No; I did not fit multiple models. Lasso regression was used to fit a propensity model using the predictors.
Using bachelor’s vs. non-bachelor’s has advantages in interpretability, so I think this was the right move for my purposes.
I did not spend an exorbitant amount of time investigating diagnostics, for the same reason I used a proprietary package was has been built for running these tests at a production level and has been thoroughly code reviewed. I don’t think it’s worth the time to construct an overly customized analysis.
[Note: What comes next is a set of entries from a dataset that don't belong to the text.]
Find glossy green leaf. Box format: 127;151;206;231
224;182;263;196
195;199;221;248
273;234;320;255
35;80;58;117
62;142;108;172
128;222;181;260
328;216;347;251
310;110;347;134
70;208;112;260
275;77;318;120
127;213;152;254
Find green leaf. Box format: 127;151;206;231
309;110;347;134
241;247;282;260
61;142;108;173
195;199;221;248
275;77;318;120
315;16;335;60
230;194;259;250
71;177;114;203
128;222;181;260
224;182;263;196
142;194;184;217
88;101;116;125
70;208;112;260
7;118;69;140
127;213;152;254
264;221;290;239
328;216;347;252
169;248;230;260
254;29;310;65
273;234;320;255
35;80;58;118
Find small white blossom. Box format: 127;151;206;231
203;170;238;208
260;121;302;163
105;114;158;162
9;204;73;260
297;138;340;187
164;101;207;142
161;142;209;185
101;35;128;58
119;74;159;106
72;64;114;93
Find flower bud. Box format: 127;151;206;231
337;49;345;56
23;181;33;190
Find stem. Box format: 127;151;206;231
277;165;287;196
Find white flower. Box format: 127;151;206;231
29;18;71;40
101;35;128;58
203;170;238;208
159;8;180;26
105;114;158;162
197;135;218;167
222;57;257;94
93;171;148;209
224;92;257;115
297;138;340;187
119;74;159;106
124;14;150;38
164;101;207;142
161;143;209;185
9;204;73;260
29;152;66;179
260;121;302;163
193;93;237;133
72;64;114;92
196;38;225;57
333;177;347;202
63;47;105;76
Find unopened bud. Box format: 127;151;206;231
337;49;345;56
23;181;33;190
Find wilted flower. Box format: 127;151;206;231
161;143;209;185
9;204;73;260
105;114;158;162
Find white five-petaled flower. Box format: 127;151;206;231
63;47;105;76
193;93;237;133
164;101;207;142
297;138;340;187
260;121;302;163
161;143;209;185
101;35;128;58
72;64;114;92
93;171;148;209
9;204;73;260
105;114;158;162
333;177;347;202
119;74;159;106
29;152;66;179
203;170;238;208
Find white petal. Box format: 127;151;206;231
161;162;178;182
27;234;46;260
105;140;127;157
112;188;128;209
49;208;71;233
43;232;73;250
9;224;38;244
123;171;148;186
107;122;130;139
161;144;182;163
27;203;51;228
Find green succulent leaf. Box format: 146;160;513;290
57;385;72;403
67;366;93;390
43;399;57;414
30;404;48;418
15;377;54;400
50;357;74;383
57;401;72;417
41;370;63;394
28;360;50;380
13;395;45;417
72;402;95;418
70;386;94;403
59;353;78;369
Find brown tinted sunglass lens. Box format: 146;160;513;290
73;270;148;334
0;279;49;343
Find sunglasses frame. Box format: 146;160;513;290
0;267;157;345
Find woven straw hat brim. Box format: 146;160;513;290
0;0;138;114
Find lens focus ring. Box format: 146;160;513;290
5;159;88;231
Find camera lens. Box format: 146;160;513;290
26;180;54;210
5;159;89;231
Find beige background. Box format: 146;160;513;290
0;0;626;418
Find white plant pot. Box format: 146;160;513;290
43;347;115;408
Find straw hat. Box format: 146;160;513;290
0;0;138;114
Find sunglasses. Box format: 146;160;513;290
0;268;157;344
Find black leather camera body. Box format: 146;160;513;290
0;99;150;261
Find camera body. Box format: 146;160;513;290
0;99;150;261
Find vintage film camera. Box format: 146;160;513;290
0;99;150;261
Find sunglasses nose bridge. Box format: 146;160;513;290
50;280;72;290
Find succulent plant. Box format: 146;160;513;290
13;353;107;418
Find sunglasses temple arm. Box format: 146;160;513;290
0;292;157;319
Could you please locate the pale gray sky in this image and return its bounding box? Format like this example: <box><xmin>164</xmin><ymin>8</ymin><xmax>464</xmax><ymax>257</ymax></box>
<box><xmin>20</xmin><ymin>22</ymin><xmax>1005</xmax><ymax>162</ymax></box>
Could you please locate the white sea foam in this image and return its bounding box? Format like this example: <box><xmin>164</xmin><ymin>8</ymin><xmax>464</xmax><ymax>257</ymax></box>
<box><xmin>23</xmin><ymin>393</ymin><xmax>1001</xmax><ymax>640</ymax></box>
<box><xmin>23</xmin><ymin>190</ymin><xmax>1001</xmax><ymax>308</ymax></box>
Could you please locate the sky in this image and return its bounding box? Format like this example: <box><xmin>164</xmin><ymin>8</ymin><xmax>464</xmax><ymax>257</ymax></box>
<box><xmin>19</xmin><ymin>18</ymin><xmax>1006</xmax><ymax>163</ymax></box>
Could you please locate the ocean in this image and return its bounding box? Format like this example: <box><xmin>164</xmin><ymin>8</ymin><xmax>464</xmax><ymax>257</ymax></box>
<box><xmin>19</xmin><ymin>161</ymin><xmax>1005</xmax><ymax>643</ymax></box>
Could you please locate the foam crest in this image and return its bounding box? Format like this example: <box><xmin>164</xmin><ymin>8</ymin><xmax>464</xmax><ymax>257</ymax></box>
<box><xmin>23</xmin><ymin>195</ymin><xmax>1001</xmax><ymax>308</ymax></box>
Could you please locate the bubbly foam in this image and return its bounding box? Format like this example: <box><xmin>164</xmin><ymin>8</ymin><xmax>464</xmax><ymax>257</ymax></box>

Ah, gotcha. But re: code review, even the most beautifully constructed chains can fail, and how you specify your model can easily cause things to go kabloom even if the machine’s doing everything exactly how it’s supposed to. And it only takes a few minutes to drag your log files into something like Tracer and do some basic peace-of-mind checks (and others, e.g. examine bivariate posterior distributions to assess nonidentifiably wrt your demographic params). More sophisticated diagnostics are scattered across a few programs but don’t take too long to run either (unless you have e.g. hundreds or thousands of chains, like in marginal likelihood estimation w/ stepping stones… a friend’s actually coming out with a program soon—BONSAI—that automates a lot of that grunt work, which might be worth looking out for!). :]
(on phone at gym with shit wifi so can’t provide links/refs atm, sorry!)
Do you have any good textbooks or educational resources to learn these kinds of techniques?
Sure! Though unfortunately most of the stuff comes from scattered lectures, workshops, discussions, book chapters, seminars, papers, etc. But for intro multilevel Bayesian regression in R/STAN I’d say John Kruschke’s “Doing Bayesian Data Analysis: A Tutorial with R, JAGS, and Stan” and Richard McElreath’s “Statistical Rethinking: A Bayesian Course with Examples in R and Stan” would be really solid (Richard also has his course lectures up on youtube if you prefer that, though I found his book super readable, so much so that when I took the class with him a few years back I skipped most of his lectures since the room was really hot. But don’t let that dissuade you from watching them, he’s a great guy/speaker and quite fun and funny!).
Purely in terms of building my own intuitions/understanding, though, I’ve found little more helpful than just looking up the relevant algorithms and implementing the damn things from scratch (to talk of reinventing square wheels above lol… though ofc you’d use the far superior underlying code others have written for your actual analysis).
Sounds interesting. Would love to take a look when you get a chance to provide the links.